Building Peptide Atlas

From SPCTools

(Difference between revisions)

Revision as of 00:24, 13 March 2009

Here is how I built a human urine PeptideAtlas in December 2008.

1 Start with one or more PeptideProphet output files (pepXML) for each experiment in each project.
2 Copy build recipe and follow it
3 Register projects and experiments using SBEAMS interface.
4 Run iProphet and ProteinProphet
- 4.1 If you ran multiple search engines for each experiment, combine per experiment using iProphet.
- 4.2 Combine all pepXML files for project using iProphet, then run ProteinProphet
5 Obtain search batch IDs for each experiment.
6 Run PeptideAtlas build "pipeline".
7 Load the reference DB (biosequence set) if new one is needed
8 Define Atlas build via SBEAMS
9 Load data into build

Start with one or more PeptideProphet output files (pepXML) for each experiment in each project.

A project is a set of related experiments.
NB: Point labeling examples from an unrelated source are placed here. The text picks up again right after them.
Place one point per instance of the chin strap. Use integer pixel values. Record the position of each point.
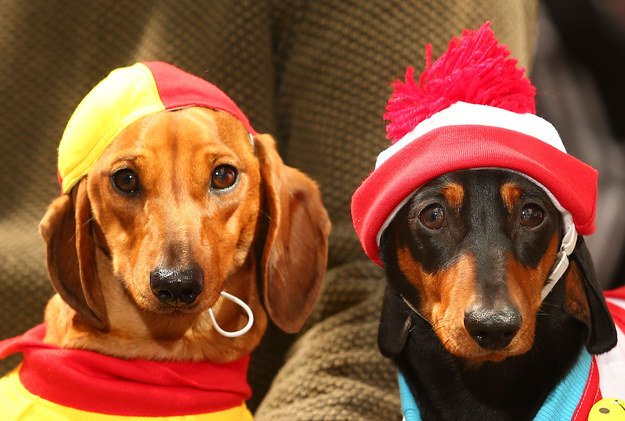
(562, 259)
(236, 333)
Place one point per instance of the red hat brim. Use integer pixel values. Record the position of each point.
(572, 182)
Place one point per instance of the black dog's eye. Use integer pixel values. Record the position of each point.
(125, 181)
(532, 215)
(224, 176)
(433, 216)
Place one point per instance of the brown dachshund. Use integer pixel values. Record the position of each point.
(167, 257)
(178, 231)
(180, 207)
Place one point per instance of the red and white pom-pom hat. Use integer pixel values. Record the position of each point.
(472, 108)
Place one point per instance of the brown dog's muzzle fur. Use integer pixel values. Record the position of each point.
(182, 206)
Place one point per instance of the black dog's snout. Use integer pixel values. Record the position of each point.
(176, 287)
(492, 329)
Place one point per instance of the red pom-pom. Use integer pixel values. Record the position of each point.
(474, 69)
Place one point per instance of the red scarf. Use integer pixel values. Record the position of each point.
(99, 383)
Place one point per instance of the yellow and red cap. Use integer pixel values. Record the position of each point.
(124, 96)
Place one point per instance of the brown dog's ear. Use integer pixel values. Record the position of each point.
(70, 252)
(585, 301)
(295, 253)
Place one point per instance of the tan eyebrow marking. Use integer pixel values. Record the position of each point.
(510, 194)
(454, 194)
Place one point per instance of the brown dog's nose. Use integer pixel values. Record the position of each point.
(176, 287)
(492, 329)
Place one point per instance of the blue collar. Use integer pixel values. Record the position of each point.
(559, 405)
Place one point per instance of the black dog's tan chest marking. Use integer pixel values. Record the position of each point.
(473, 249)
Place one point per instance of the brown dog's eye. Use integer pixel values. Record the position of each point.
(433, 216)
(532, 215)
(125, 181)
(224, 176)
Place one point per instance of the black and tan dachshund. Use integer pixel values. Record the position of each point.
(466, 260)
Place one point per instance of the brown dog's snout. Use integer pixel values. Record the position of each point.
(492, 329)
(177, 287)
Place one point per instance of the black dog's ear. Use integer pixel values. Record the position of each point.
(395, 324)
(601, 331)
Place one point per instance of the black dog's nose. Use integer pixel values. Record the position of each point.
(492, 329)
(176, 287)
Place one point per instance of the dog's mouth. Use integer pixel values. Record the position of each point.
(475, 348)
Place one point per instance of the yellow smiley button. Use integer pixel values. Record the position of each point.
(608, 409)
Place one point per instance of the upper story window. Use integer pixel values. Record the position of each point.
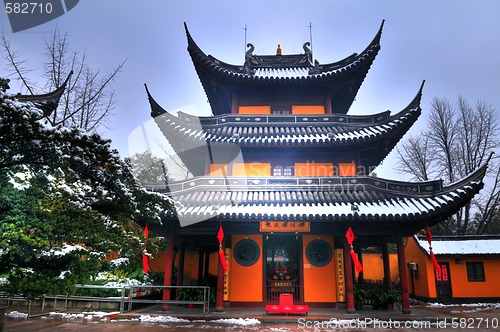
(281, 109)
(475, 271)
(282, 171)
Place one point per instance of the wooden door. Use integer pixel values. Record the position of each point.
(443, 283)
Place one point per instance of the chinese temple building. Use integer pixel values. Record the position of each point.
(284, 172)
(468, 266)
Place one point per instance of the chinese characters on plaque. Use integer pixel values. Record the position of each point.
(285, 226)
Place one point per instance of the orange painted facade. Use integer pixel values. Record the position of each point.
(254, 110)
(347, 169)
(308, 109)
(251, 169)
(246, 281)
(314, 169)
(462, 289)
(373, 267)
(319, 282)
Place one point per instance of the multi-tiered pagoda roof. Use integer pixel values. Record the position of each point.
(381, 206)
(339, 80)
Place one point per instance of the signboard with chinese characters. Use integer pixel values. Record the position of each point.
(285, 226)
(227, 253)
(339, 270)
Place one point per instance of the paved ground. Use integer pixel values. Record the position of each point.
(422, 318)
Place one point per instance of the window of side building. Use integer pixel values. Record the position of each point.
(475, 271)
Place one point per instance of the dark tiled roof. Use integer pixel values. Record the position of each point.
(341, 79)
(258, 130)
(46, 102)
(322, 199)
(461, 245)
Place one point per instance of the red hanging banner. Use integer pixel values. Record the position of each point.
(222, 257)
(428, 237)
(349, 235)
(145, 259)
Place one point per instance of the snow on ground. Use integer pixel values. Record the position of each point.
(84, 315)
(16, 314)
(468, 307)
(237, 321)
(162, 319)
(143, 318)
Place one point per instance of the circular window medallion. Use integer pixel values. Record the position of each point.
(319, 253)
(246, 252)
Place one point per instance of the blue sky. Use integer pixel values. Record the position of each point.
(453, 45)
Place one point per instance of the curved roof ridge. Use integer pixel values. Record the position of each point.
(374, 43)
(476, 176)
(156, 109)
(414, 104)
(47, 102)
(248, 68)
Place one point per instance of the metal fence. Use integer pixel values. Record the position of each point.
(129, 295)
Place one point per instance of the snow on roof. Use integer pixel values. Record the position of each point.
(477, 245)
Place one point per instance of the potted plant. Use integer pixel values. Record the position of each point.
(377, 297)
(359, 297)
(392, 297)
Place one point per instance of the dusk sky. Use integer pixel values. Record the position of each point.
(453, 45)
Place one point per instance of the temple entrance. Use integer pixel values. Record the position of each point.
(443, 283)
(282, 267)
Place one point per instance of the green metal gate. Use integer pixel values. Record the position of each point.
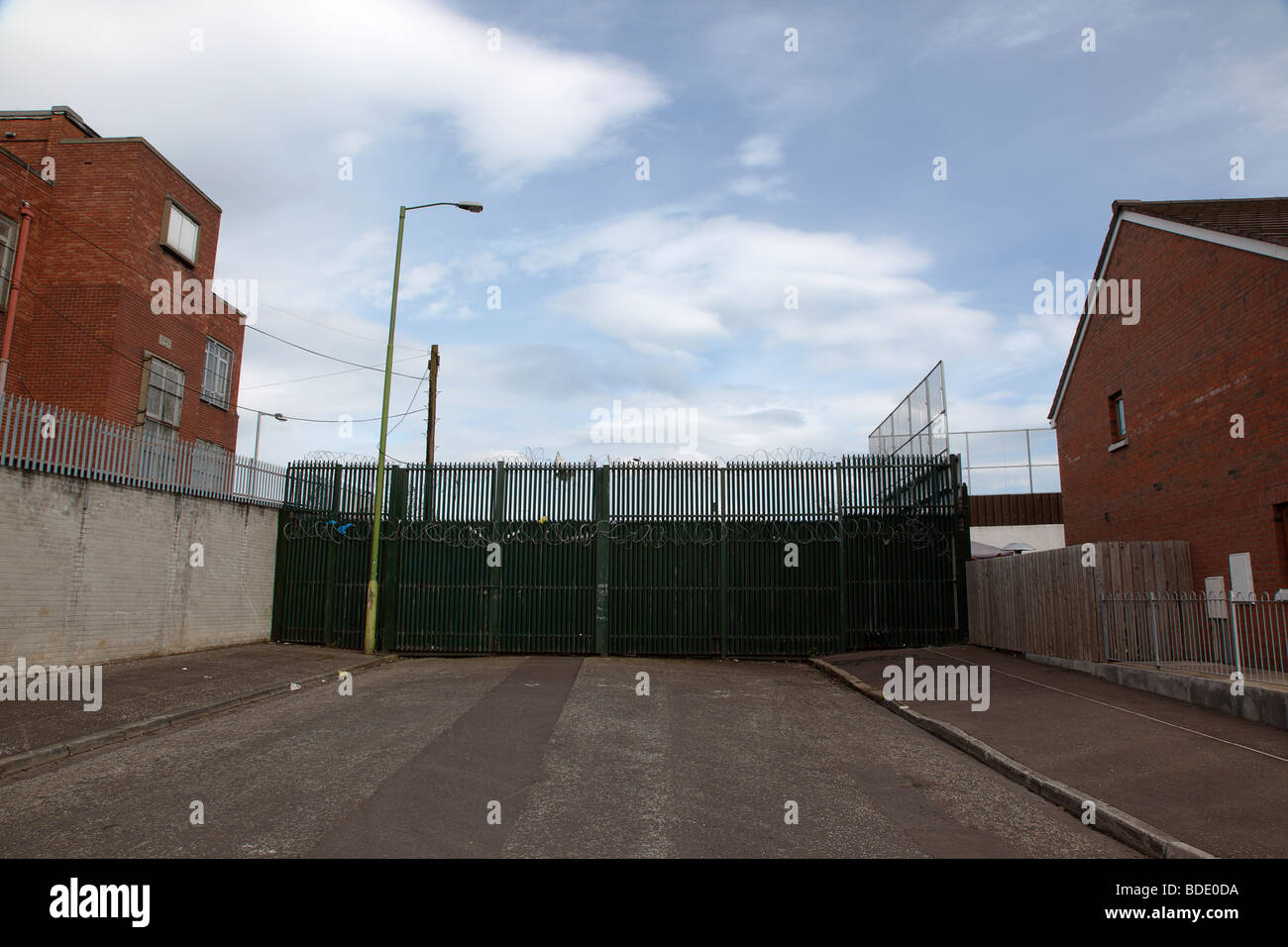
(755, 558)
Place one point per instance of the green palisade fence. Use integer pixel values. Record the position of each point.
(658, 558)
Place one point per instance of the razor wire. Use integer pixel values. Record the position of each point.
(912, 532)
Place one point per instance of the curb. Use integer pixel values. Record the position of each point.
(93, 741)
(1111, 821)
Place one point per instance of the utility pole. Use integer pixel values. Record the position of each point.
(429, 432)
(433, 405)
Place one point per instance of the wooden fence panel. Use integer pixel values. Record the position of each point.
(1048, 603)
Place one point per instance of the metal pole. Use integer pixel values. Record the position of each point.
(1153, 625)
(1028, 450)
(369, 642)
(254, 464)
(433, 405)
(430, 432)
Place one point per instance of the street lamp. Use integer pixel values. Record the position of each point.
(254, 468)
(369, 643)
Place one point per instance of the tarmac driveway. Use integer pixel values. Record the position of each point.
(540, 757)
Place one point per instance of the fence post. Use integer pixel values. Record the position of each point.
(1104, 630)
(279, 558)
(844, 631)
(722, 526)
(601, 553)
(961, 545)
(391, 556)
(1234, 633)
(493, 575)
(1153, 626)
(333, 560)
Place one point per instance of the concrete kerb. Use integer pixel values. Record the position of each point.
(1111, 821)
(116, 735)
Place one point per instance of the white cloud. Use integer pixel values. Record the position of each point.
(767, 188)
(330, 65)
(760, 151)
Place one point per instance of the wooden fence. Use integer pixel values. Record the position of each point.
(1048, 603)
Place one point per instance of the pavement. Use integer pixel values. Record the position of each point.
(150, 688)
(1211, 780)
(540, 757)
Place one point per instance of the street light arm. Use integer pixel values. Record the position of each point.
(473, 206)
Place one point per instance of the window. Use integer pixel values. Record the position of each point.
(162, 398)
(1117, 419)
(179, 232)
(218, 375)
(209, 467)
(8, 241)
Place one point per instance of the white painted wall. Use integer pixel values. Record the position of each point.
(1037, 536)
(94, 573)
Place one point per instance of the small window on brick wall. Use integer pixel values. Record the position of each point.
(218, 375)
(8, 241)
(179, 232)
(1117, 418)
(162, 398)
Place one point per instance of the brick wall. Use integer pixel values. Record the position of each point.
(93, 254)
(97, 573)
(1212, 342)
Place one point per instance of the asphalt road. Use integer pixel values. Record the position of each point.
(563, 755)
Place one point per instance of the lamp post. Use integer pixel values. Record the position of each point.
(254, 468)
(369, 642)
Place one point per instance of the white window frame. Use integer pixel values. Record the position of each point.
(172, 382)
(8, 249)
(171, 239)
(211, 376)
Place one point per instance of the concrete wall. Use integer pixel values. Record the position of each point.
(1041, 538)
(94, 573)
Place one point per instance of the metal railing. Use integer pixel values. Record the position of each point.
(35, 436)
(1021, 460)
(1196, 631)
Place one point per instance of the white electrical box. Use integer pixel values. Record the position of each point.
(1240, 578)
(1215, 589)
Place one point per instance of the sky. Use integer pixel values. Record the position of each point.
(768, 219)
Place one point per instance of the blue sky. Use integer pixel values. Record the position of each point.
(768, 169)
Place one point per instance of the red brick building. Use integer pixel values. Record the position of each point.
(1171, 420)
(111, 222)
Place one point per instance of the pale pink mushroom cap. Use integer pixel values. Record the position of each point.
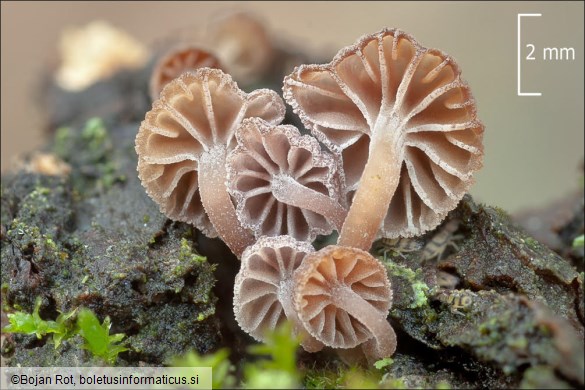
(182, 145)
(177, 61)
(405, 125)
(263, 289)
(283, 183)
(342, 296)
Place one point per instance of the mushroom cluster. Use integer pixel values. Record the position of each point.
(402, 142)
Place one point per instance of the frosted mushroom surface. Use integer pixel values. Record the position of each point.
(342, 296)
(403, 122)
(283, 183)
(263, 289)
(182, 145)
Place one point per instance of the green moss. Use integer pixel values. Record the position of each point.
(579, 241)
(97, 336)
(420, 289)
(95, 168)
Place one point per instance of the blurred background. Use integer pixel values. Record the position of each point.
(533, 145)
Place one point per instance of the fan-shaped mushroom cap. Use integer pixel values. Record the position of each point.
(342, 296)
(283, 183)
(242, 45)
(182, 145)
(403, 120)
(179, 60)
(263, 287)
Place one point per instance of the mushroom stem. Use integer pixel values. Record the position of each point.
(287, 190)
(218, 203)
(285, 295)
(377, 185)
(346, 299)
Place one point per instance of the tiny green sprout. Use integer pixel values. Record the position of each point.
(219, 363)
(21, 322)
(97, 336)
(32, 323)
(386, 362)
(280, 371)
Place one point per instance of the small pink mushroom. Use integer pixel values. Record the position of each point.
(342, 296)
(283, 183)
(404, 123)
(179, 60)
(263, 289)
(182, 146)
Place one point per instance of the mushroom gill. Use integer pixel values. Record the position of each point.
(182, 145)
(263, 288)
(283, 183)
(176, 62)
(343, 296)
(405, 125)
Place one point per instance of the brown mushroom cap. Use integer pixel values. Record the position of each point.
(342, 296)
(182, 145)
(405, 125)
(263, 287)
(177, 61)
(242, 44)
(283, 183)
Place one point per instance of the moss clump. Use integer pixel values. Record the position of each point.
(96, 336)
(420, 290)
(95, 169)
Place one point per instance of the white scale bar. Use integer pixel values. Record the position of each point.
(520, 93)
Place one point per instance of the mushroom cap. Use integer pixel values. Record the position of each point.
(387, 81)
(177, 61)
(263, 287)
(242, 44)
(267, 155)
(326, 272)
(195, 114)
(95, 52)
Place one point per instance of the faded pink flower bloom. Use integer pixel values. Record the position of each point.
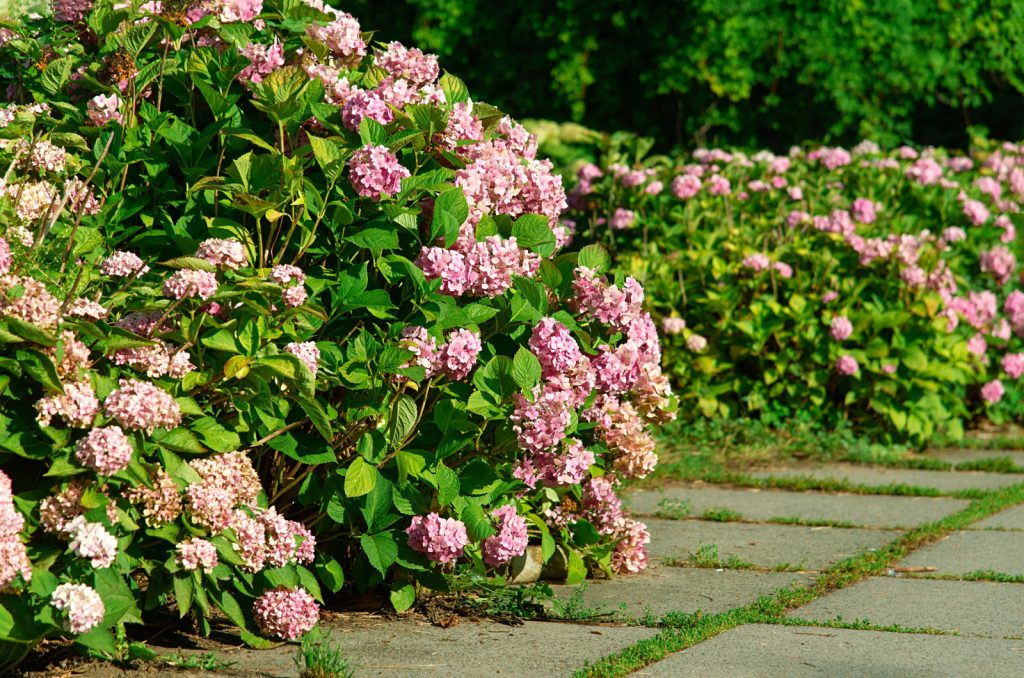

For example, a project may study proteins found in normal and diseased liver, and may include 4 experiments: tissue from two normal patients and from two diseased patients. The pepXML files should be created by searching the spectra with a database search engine such as SEQUEST, X!Tandem, or SpectraST, then validating the hits using PeptideProphet. If you are going to combine search results using iProphet (see below), iProphet should not be run on each set of search results individually; to avoid running iProphet you will need to run xinteract manually because scripts such as runtandemsearch automatically run iProphet after PeptideProphet.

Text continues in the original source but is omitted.